Monday, January 11, 2010

San Martin de los Andes and lots of fish!....


Bariloche was a city stretched out around a great lake of about $30,000 population. It's grown fast and furiously with tourism.  Our next stop, San Martin de los Andes, is a bit smaller, is a tourist town too, but sure felt better to me.... it still felt like a town, with different neighborhoods..better laid out, with the town folks putting restirctions on high raises etc.   It's a town with lots of roses and gardens and stone and timber houses, and all the food we had seemed to have more care taken in preparation.... again lots of wild game and berries and great locally brewed beer...



this was just too much like Oregon, no?  but there is far more variety in trees and plants due to long hard winters and less chance of one species taking over (like the variety you see in Northern Alaska). This house was right across the street from our old classic hotel, Hotel Tourismo, $30 dollars a night with breakfast.


We signed up to go fishing with these two brothers (pic below,http://www.caleufutrip.com.ar/ )  in the Lanin National Park....about an hours drive from San Martin de los Andes.  This is the volcano in the park, taller than Mt. Hood. 


yeah, well this is one of about forty fish caught.  rainbow, brook and german brown.  we were in a 12 foot pontoon boat and it was blowing a little much for heading to the middle for deep down trophy browns.  trolling the shallows - with great huge wet fly streamers -  was great. we pulled over in wind protscted coves and were equally succesful with dry stuff.  nobody goes to this lake. There are 50 lakes and 50 miles of stream within a half hour of the city, so, why drive far?


On our drive to the park, I saw my first authentic gauchos at work.....  4 or 5 batches of cowboys and maybe 200 head movin´on up tp the high ground summer grazing.


...just another regular fish.  our guide fishes some very southern argentine streams that empty through chile into the pacific with his dreams on the really big chinook.  felt bad about not having some show off photos.

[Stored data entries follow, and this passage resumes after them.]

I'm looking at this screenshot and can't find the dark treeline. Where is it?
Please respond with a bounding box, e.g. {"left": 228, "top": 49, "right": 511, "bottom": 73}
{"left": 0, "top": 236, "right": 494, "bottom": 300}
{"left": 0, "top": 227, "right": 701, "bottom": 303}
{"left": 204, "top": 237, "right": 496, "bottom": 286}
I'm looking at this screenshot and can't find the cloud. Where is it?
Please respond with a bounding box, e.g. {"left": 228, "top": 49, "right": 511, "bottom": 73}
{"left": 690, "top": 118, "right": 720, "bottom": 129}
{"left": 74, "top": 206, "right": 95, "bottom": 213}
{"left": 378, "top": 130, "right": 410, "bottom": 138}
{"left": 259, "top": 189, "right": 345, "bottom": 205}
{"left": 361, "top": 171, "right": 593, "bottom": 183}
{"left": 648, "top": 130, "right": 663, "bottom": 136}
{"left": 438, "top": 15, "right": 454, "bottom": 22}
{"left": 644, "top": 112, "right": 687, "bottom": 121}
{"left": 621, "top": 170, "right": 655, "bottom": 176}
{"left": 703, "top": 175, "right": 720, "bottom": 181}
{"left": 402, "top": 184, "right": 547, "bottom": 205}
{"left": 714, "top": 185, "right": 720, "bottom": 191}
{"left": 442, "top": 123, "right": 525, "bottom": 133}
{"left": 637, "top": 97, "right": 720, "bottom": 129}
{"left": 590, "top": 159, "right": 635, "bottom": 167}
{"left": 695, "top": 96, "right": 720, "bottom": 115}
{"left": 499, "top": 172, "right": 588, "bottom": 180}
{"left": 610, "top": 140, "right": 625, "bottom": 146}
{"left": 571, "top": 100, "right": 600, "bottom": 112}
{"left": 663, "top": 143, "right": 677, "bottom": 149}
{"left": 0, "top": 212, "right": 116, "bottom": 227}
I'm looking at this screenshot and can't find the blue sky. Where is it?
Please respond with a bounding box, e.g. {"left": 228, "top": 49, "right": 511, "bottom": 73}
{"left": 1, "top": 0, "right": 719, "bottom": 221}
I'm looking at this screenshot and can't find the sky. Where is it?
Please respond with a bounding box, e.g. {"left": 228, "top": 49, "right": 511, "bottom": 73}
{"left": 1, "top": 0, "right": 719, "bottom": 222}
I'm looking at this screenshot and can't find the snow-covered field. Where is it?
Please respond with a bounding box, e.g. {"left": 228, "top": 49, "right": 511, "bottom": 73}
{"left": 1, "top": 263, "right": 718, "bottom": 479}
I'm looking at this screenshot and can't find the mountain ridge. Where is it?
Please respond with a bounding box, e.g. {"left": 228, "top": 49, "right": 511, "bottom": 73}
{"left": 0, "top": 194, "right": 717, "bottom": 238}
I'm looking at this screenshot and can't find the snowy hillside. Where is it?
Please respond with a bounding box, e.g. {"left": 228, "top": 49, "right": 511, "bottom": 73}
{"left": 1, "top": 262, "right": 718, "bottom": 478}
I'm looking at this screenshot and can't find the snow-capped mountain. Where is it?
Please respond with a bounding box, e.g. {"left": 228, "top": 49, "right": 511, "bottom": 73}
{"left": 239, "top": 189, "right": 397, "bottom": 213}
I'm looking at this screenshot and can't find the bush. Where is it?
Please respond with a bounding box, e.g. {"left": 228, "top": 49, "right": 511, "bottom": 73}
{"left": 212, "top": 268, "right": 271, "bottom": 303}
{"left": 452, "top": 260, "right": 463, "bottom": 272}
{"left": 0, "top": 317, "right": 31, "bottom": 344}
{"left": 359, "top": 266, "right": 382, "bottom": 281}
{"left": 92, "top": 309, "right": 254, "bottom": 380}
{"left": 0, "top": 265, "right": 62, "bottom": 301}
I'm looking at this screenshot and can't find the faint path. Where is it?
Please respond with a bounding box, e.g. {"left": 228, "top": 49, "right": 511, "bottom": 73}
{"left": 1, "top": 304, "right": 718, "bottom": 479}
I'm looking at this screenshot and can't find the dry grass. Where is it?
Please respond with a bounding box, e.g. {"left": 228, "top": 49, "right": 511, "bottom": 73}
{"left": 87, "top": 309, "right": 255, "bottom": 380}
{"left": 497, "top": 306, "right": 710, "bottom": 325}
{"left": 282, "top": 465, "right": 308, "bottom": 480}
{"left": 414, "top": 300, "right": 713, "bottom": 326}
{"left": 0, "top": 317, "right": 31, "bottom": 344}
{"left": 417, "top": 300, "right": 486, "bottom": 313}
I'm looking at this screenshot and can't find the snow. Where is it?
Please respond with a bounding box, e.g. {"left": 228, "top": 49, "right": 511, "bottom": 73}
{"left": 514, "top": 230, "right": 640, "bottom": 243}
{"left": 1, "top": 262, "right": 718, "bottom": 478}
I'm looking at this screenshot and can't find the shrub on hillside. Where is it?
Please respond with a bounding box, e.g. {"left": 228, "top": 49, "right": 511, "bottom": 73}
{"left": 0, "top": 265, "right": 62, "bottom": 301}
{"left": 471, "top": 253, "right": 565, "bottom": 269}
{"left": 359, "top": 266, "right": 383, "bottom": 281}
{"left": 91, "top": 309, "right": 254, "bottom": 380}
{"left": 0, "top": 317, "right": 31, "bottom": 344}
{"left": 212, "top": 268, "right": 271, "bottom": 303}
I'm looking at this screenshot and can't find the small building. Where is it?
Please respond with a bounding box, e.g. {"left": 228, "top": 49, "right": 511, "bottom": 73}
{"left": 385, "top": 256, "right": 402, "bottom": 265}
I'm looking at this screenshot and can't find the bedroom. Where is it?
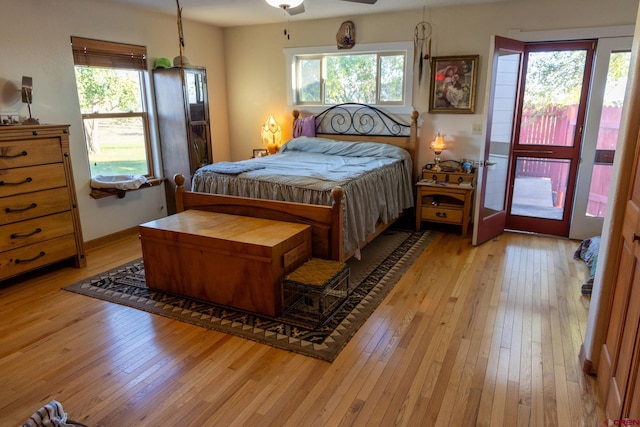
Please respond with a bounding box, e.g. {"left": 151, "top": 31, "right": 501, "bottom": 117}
{"left": 0, "top": 0, "right": 639, "bottom": 424}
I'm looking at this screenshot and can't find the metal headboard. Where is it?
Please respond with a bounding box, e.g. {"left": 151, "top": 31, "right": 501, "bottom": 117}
{"left": 313, "top": 103, "right": 412, "bottom": 137}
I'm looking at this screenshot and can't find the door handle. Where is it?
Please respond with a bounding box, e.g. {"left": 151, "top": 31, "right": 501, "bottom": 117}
{"left": 485, "top": 161, "right": 496, "bottom": 166}
{"left": 633, "top": 233, "right": 640, "bottom": 242}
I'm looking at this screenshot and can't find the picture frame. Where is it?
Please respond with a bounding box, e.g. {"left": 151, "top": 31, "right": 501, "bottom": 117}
{"left": 253, "top": 148, "right": 268, "bottom": 158}
{"left": 429, "top": 55, "right": 479, "bottom": 114}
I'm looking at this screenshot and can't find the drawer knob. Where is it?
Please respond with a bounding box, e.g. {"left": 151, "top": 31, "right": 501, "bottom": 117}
{"left": 0, "top": 177, "right": 32, "bottom": 186}
{"left": 11, "top": 228, "right": 42, "bottom": 239}
{"left": 15, "top": 251, "right": 45, "bottom": 264}
{"left": 436, "top": 212, "right": 447, "bottom": 218}
{"left": 0, "top": 150, "right": 27, "bottom": 159}
{"left": 6, "top": 203, "right": 37, "bottom": 213}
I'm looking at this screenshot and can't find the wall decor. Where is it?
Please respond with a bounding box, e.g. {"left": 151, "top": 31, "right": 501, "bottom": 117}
{"left": 429, "top": 55, "right": 479, "bottom": 114}
{"left": 337, "top": 21, "right": 355, "bottom": 49}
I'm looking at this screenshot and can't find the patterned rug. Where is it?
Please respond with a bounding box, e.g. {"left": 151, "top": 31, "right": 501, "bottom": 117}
{"left": 64, "top": 227, "right": 435, "bottom": 362}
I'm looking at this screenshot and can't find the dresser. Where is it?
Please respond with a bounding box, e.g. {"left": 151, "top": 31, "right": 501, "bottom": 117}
{"left": 0, "top": 125, "right": 85, "bottom": 280}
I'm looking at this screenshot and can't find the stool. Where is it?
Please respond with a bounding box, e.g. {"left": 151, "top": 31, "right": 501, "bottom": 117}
{"left": 282, "top": 258, "right": 350, "bottom": 325}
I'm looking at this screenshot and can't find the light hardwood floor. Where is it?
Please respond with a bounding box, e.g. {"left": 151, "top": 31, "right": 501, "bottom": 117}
{"left": 0, "top": 229, "right": 604, "bottom": 426}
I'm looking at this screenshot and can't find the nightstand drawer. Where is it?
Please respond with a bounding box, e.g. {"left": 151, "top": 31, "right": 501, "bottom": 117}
{"left": 420, "top": 206, "right": 463, "bottom": 224}
{"left": 448, "top": 172, "right": 475, "bottom": 185}
{"left": 422, "top": 171, "right": 448, "bottom": 182}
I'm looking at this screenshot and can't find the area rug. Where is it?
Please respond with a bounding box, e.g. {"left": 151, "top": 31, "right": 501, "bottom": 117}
{"left": 64, "top": 227, "right": 435, "bottom": 362}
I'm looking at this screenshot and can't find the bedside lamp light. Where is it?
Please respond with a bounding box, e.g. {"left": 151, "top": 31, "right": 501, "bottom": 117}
{"left": 430, "top": 131, "right": 447, "bottom": 172}
{"left": 262, "top": 114, "right": 282, "bottom": 154}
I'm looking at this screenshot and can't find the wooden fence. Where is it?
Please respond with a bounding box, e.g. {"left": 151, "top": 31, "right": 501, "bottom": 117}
{"left": 517, "top": 105, "right": 622, "bottom": 216}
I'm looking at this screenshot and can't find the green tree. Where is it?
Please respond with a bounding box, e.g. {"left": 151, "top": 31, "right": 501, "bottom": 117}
{"left": 324, "top": 54, "right": 376, "bottom": 104}
{"left": 74, "top": 66, "right": 140, "bottom": 153}
{"left": 523, "top": 50, "right": 587, "bottom": 110}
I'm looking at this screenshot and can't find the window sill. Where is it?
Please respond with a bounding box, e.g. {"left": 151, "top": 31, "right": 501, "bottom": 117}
{"left": 89, "top": 178, "right": 164, "bottom": 199}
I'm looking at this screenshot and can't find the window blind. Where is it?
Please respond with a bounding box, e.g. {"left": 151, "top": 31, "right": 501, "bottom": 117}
{"left": 71, "top": 36, "right": 147, "bottom": 70}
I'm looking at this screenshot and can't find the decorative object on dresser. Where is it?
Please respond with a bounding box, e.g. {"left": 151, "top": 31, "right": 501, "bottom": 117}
{"left": 153, "top": 65, "right": 211, "bottom": 214}
{"left": 0, "top": 125, "right": 85, "bottom": 280}
{"left": 20, "top": 76, "right": 39, "bottom": 125}
{"left": 416, "top": 167, "right": 477, "bottom": 235}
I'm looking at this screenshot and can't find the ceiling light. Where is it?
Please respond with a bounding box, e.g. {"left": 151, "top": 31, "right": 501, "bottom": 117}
{"left": 265, "top": 0, "right": 304, "bottom": 9}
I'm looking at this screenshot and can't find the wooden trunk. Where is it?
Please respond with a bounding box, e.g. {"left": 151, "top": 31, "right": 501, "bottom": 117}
{"left": 139, "top": 210, "right": 311, "bottom": 317}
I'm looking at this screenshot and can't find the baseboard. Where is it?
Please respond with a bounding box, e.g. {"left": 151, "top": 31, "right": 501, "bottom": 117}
{"left": 84, "top": 226, "right": 140, "bottom": 252}
{"left": 579, "top": 344, "right": 596, "bottom": 376}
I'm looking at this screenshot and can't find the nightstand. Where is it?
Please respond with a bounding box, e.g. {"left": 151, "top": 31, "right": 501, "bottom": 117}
{"left": 415, "top": 169, "right": 477, "bottom": 235}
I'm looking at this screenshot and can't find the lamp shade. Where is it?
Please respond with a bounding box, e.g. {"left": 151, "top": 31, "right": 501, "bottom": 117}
{"left": 430, "top": 132, "right": 447, "bottom": 155}
{"left": 262, "top": 114, "right": 282, "bottom": 154}
{"left": 265, "top": 0, "right": 304, "bottom": 8}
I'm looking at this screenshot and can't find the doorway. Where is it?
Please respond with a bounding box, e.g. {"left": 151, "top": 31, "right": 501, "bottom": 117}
{"left": 506, "top": 41, "right": 595, "bottom": 237}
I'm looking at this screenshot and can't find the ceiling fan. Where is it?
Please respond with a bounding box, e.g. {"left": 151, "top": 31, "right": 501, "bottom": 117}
{"left": 265, "top": 0, "right": 377, "bottom": 16}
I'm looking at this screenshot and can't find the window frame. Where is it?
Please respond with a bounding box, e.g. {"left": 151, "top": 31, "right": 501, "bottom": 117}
{"left": 285, "top": 41, "right": 414, "bottom": 114}
{"left": 71, "top": 37, "right": 155, "bottom": 179}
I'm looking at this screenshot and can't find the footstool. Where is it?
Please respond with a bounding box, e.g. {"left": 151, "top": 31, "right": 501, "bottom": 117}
{"left": 282, "top": 258, "right": 350, "bottom": 325}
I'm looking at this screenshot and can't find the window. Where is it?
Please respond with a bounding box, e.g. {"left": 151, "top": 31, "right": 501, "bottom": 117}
{"left": 71, "top": 36, "right": 153, "bottom": 178}
{"left": 285, "top": 42, "right": 414, "bottom": 113}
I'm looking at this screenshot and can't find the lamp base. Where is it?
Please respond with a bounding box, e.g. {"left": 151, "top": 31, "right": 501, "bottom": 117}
{"left": 22, "top": 117, "right": 40, "bottom": 125}
{"left": 433, "top": 156, "right": 442, "bottom": 172}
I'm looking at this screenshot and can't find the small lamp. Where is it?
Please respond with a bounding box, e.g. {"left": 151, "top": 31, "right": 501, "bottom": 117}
{"left": 262, "top": 114, "right": 282, "bottom": 154}
{"left": 430, "top": 131, "right": 447, "bottom": 172}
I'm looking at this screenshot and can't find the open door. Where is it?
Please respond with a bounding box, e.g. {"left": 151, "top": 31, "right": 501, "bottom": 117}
{"left": 473, "top": 36, "right": 524, "bottom": 245}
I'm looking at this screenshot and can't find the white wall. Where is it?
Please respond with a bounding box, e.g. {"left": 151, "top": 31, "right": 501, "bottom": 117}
{"left": 0, "top": 0, "right": 228, "bottom": 242}
{"left": 223, "top": 0, "right": 638, "bottom": 170}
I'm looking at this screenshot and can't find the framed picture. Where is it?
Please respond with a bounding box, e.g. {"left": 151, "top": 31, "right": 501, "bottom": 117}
{"left": 429, "top": 55, "right": 479, "bottom": 114}
{"left": 253, "top": 148, "right": 268, "bottom": 158}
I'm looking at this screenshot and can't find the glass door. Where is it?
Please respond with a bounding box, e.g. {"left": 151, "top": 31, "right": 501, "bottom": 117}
{"left": 570, "top": 37, "right": 632, "bottom": 240}
{"left": 506, "top": 41, "right": 595, "bottom": 237}
{"left": 473, "top": 36, "right": 523, "bottom": 246}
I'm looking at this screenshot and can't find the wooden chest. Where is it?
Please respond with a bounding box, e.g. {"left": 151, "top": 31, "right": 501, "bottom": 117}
{"left": 0, "top": 125, "right": 85, "bottom": 280}
{"left": 139, "top": 210, "right": 312, "bottom": 317}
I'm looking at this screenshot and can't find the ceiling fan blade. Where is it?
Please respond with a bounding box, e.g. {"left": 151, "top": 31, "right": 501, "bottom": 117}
{"left": 286, "top": 3, "right": 305, "bottom": 15}
{"left": 341, "top": 0, "right": 377, "bottom": 4}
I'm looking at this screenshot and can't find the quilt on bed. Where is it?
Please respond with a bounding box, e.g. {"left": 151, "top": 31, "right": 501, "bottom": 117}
{"left": 192, "top": 137, "right": 414, "bottom": 255}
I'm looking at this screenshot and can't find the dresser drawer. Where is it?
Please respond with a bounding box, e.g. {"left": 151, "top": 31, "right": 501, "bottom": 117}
{"left": 0, "top": 164, "right": 67, "bottom": 198}
{"left": 420, "top": 206, "right": 463, "bottom": 224}
{"left": 0, "top": 187, "right": 71, "bottom": 225}
{"left": 0, "top": 211, "right": 74, "bottom": 252}
{"left": 0, "top": 234, "right": 77, "bottom": 280}
{"left": 0, "top": 138, "right": 63, "bottom": 169}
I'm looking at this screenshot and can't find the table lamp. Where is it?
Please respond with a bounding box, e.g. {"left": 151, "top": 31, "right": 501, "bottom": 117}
{"left": 430, "top": 131, "right": 447, "bottom": 172}
{"left": 261, "top": 114, "right": 282, "bottom": 154}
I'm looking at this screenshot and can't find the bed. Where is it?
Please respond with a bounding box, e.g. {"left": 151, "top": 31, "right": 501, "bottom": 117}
{"left": 174, "top": 103, "right": 420, "bottom": 262}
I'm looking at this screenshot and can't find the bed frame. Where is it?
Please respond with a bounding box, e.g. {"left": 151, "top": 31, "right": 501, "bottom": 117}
{"left": 174, "top": 103, "right": 420, "bottom": 262}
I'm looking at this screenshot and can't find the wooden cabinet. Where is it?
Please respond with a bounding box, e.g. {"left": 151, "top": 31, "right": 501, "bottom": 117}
{"left": 153, "top": 66, "right": 211, "bottom": 214}
{"left": 415, "top": 169, "right": 476, "bottom": 235}
{"left": 0, "top": 125, "right": 85, "bottom": 280}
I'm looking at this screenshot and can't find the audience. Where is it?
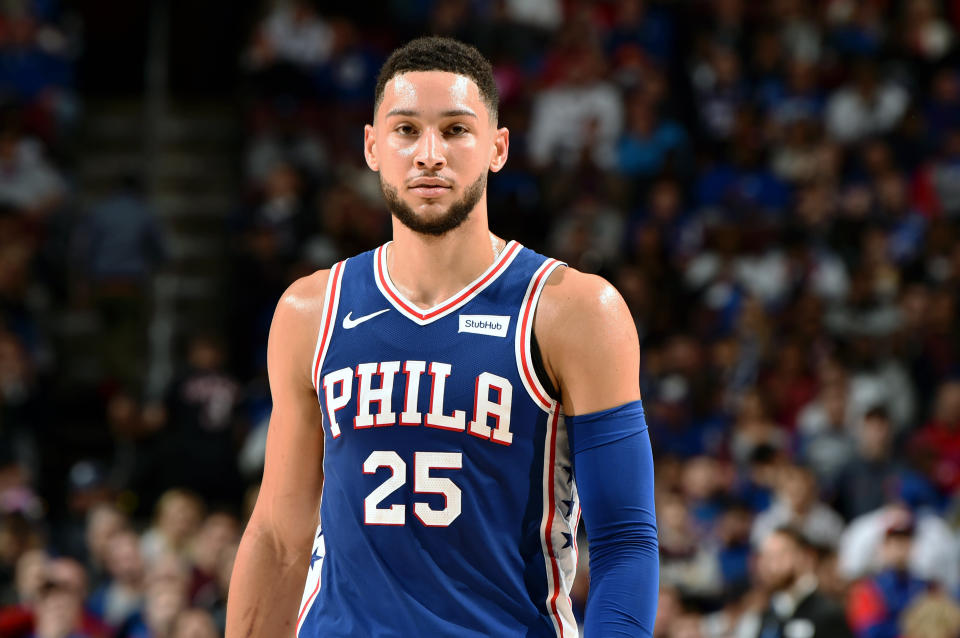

Dave was in heaven.  jamye still caught more fish




da lake, looking towards chile, yes it´s summer and cold.



art is maybe best when it´s fun. 

 

so, this is the red deer of south america, of course, a life size likeness, but seems to me to be a smaller elk.  saw some huge racks on retaurant walls.  it is also available in restaurants.  some are farm raised, some hunters with special licensing shoot, process and sell to restaurants.  same with the wild boar.  and is that a great taste treat.  on the way to the south coast for, hopefully, giant prawns and langostinos caught the same day.

Saturday, January 2, 2010

Bariloche and San Martin de los Andes... Lake Tahoe like area of Argentina?


Last week  I got sidetracked with the amazing scenery on our bus trip from the Atlantic coast to the Andes and the Lakes District.  We stayed in Bariloche in a small cabin  for 6 days, then another amazing bus ride and 6 more days, including Christmas, in San Martin de los Andes.  Down the hill from our cabin in Bariloche was the lake and the highway, with a bus running every 20 minutes. This year's weather has had everyone baffled, as instead of mild summer days, we had torrential rains, grand wind storms , followed by sun... all in an hour or two....
(Dave's words in italics)         
this place is kind of lincoln city, pretty dressy, lots of rentals, lots of things for tourists to spend on, pretty spendy.  gorgeous mountains and forests and huge deep lakes.  like the high cascades except our trees are bigger and our mountains are but speed bumps along side the andes.  but, moving on.


downtown bariloche, sidewalk table, 90% tourists.  that doesn't mean foreigners but people from buenos aires taking their drawn out summer break in the mountains.  like i intimated, good stuff ( the food ), very dressy, and a bit more expensive than it warrants.  hell with it, we're vacationing too.

the classiest buildings in the city, real stone, real log construction are all government spots.  the fancy hotels, restaurants etc. have the look without the constructivist detail and necessary skilled dudes.  this government takes care of itself first!

the tiny cabin at the very top middle right below the ridge line was our place.  little fridge, two burner gas cooker with one cubic foot oven and a view that most people would try to buy immediately.  300 feet sbove the lake, another 500 feet to snow level ( this was, after all, the first day of summer ) and about 20 kilometers from the city center. - the bus comes by every 20 min.,  two kilometers in each direction encompasses maybe a dozen restaurants.  all for us, the bloody tourist life blood of this naturally brilliant place.





next stop, san martin de los andes, christmas eve.  a capella quartet, really excellento, performing christmas tunes in the street.  german, italian,  english, spanish - all that they sang was in the language in which it was writ, terrific.  we are on the terrace of an ok restaurant across the street and the music turned the meal into a very special treat.  the day after next, we go fishing at the foot of a volcano, but more about that later.    


And here was our best holiday meal ...it knocked my socks off.... everything beautifully done that this region is famous for... roasted wild boar and  patagonia lamb.. subtle yet rich sauces, fantastic.